Bathrooms in Peru, like in much of the world outside the United States are frequently “Pay Potties.” I remember a time when you could find pay toilets in the United a tradition I think we’re well rid of. These toilets were “no charge.” A welcome surprise.

We overshot our road to the shore and ended up at the lighthouse, no longer working.



So we turned around and headed back. After asking directions several times we finally managed to make our way down to the beach. I got a chance to get my feet wet in the South Pacific. And we watched the surfers do their stuff. Surf lessons were nearly as expensive as the ultra-light.




Pablo and I were content to watch. Hunger began to catch up with us though, and the way up looked more intimidating than the way down. There was nothing to do but tighten our belts and head back up.
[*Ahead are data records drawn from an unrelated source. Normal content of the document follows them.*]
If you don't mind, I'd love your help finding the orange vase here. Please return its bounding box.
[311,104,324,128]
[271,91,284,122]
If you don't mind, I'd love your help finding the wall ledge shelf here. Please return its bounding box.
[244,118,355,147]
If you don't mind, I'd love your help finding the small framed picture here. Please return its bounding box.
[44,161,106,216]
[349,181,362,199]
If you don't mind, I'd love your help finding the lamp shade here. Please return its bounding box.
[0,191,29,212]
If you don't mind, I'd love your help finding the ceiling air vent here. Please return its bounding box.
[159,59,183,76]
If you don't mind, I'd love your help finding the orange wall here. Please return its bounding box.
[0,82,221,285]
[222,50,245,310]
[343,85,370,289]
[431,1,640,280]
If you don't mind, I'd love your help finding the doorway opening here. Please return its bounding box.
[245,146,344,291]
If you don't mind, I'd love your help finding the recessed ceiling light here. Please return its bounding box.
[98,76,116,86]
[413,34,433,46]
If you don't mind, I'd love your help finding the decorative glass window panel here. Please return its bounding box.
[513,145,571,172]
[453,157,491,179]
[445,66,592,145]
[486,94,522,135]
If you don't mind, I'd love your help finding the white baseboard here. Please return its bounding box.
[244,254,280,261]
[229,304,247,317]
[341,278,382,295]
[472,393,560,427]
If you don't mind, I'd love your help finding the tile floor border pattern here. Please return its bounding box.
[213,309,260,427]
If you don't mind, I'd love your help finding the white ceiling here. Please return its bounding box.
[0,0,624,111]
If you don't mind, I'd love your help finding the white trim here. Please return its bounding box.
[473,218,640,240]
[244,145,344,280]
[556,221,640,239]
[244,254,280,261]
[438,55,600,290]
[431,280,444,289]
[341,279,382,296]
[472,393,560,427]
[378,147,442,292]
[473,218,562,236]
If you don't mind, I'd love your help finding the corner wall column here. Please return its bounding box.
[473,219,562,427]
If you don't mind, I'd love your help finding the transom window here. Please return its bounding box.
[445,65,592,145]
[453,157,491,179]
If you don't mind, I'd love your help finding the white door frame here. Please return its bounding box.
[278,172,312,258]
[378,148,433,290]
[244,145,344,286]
Eventually we made it back up and over towards Kennedy Park, stopping for a quick bite in one of the many, many eateries along the streets circumscribing the park. Kennedy Park is, unsurprisingly, named after the iconic President and located near the park we first encountered and filled with…


Yep. More cats. Really the pictures don’t do justice to the sheer density of the felines. I’m familiar with the phrase “herding cats,” but Peru is the first country I know of to do so successfully.


Across from Kennedy Park we found a café where we could buzz up and get some tiramisu, the national dish of me. Said café was also the home of barista, Sara Hughes.
Surely you’ve heard of her? She apparently had the day off so we weren’t able to get photos with her.

That pretty much wrapped up the Miraflores part of our trip. Next it's off to downtown Lima where, so Scott has told me, there's a really spectacular Light and Water show.